TopLinkでは、構造の配列をObjectArrayMapping
クラスを使用してマップします。オブジェクト配列マッピングでは、ターゲット・オブジェクトがソース・オブジェクトと同じ行を共有するコレクション集約リレーションシップを定義します。
このマッピングを、親クラス内の属性に関連付ける必要があります。
詳細は、第45章「オブジェクト・リレーショナル・データ・タイプのオブジェクト配列マッピングの構成」を参照してください。
ネストした表タイプは、順序付けられていない要素群をモデル化します。これらの要素は、組込みタイプまたはユーザー定義タイプのいずれかです。ネストした表は、単一列の表として表示したり、ネストした表がオブジェクト・タイプの場合は、複数列の表(オブジェクト・タイプの各属性に対して列が存在する)として表示できます。
TopLinkでは、ネストした表を、NestedTableMapping
クラスを使用してマップします。これは、Javaのオブジェクト参照のコレクションを表します。データベースのオブジェクト・リレーショナル・データ・タイプ・サポートがあるため、ネストした表マッピングは、外部キー情報(1対多マッピングのように)またはリレーショナル表(多対多マッピングのように)を必要としません。
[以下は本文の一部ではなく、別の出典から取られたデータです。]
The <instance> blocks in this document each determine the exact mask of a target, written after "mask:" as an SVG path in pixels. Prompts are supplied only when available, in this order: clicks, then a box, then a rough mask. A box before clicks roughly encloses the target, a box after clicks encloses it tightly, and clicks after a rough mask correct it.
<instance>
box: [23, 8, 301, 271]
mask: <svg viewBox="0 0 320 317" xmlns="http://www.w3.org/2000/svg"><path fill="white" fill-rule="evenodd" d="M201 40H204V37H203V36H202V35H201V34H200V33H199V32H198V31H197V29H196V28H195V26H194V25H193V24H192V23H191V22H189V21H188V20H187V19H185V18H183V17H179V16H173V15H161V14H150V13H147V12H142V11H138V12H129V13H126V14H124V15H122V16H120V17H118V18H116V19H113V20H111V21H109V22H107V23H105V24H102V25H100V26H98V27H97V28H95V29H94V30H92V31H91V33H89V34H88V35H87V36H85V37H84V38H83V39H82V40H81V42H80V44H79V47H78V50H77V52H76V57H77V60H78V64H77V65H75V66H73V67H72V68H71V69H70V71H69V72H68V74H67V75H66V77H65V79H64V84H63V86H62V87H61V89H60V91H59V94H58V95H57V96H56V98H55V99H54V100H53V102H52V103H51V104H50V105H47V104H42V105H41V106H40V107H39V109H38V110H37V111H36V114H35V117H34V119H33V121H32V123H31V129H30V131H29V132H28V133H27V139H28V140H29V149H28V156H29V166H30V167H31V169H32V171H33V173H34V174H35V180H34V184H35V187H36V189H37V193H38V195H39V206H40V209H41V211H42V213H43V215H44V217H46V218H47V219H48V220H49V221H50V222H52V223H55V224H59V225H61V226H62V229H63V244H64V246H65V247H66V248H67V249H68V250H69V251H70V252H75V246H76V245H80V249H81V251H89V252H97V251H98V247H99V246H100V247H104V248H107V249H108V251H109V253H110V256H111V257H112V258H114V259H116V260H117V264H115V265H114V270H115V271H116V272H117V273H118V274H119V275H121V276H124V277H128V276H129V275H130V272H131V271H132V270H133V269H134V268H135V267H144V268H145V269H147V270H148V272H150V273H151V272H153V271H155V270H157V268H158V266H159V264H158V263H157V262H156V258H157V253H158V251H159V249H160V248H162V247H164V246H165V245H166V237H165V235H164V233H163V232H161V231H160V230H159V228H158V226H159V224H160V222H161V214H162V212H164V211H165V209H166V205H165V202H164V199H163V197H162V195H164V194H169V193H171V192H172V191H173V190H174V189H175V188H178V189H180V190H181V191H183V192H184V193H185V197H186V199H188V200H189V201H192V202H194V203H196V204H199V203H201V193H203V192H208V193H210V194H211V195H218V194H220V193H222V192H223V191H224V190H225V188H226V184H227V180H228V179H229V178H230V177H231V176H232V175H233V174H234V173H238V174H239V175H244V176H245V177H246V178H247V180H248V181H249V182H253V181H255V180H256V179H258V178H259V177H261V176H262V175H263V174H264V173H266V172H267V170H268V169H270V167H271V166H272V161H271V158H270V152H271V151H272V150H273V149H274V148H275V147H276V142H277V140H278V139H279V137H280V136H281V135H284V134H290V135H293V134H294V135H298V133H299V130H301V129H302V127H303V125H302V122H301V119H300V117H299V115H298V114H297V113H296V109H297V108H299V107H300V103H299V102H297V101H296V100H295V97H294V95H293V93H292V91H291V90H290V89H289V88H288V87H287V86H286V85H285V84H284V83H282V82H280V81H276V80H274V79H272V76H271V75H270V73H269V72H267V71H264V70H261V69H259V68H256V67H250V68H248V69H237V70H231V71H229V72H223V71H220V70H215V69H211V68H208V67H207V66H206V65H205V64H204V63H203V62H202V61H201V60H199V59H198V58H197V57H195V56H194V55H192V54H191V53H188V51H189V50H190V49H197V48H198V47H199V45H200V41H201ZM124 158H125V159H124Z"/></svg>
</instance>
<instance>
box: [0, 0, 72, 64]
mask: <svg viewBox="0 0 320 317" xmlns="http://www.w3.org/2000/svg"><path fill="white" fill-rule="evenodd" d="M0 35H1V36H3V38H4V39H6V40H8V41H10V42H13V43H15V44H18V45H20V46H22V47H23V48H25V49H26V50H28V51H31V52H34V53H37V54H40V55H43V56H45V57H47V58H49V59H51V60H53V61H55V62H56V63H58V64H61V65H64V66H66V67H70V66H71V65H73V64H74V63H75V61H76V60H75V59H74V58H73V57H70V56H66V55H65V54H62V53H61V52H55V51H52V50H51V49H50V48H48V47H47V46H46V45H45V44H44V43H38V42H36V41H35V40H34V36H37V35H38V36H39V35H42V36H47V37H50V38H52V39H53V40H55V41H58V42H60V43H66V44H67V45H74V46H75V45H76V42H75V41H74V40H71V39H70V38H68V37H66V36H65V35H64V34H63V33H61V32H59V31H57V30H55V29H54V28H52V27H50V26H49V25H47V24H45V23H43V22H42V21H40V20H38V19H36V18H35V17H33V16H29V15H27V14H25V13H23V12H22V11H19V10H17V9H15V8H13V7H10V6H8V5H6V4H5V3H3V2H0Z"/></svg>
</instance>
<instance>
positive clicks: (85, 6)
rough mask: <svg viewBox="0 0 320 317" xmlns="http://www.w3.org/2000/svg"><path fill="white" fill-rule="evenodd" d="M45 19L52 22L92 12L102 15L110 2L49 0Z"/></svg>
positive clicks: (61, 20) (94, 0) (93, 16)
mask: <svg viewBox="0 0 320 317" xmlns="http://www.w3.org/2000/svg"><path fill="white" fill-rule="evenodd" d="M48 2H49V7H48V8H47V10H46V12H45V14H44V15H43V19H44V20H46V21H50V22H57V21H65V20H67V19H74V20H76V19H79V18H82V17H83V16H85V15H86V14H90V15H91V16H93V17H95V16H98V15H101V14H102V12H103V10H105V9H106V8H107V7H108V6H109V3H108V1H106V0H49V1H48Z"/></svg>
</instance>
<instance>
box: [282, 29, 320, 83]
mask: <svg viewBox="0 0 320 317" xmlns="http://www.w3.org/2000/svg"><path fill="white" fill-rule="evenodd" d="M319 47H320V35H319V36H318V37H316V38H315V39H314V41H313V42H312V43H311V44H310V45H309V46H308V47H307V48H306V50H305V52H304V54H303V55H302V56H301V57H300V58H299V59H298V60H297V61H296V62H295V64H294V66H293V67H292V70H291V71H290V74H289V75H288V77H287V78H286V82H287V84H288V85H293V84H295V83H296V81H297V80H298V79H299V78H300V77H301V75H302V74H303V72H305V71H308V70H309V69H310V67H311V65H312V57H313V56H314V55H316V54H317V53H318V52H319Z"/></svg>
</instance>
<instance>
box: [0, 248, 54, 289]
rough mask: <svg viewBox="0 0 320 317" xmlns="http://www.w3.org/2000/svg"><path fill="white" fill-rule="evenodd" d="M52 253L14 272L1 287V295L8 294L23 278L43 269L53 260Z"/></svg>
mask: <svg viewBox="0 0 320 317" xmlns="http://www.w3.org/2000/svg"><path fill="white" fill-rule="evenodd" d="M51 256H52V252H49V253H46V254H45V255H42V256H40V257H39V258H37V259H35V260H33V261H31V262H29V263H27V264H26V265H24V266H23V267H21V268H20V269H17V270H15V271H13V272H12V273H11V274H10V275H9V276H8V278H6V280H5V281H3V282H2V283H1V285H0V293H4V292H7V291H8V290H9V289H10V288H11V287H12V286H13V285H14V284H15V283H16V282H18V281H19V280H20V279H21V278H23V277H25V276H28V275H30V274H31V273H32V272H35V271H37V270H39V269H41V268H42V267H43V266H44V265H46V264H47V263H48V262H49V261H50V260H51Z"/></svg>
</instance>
通常、ネストした表は、他の独立構造への参照の1対多または多対多リレーションシップを表します。ネストした表は、親表に格納されているVARRAY
タイプよりも、問合せおよび結合のサポートに優れています。TopLinkでは、REF
タイプのみのネストした表のマッピングをサポートします。TopLinkでは、構造化データ・タイプは基本的なものを初めとしていっさいサポートされません。このため、かわりに、配列マッピング(40.1.3項「オブジェクト・リレーショナル・データ・タイプの配列マッピング」を参照)またはオブジェクト配列マッピング(40.1.4項「オブジェクト・リレーショナル・データ・タイプのオブジェクト配列マッピング」を参照)を使用してください。
詳細は、第46章「オブジェクト・リレーショナル・データ・タイプのネストした表マッピングの構成」を参照してください。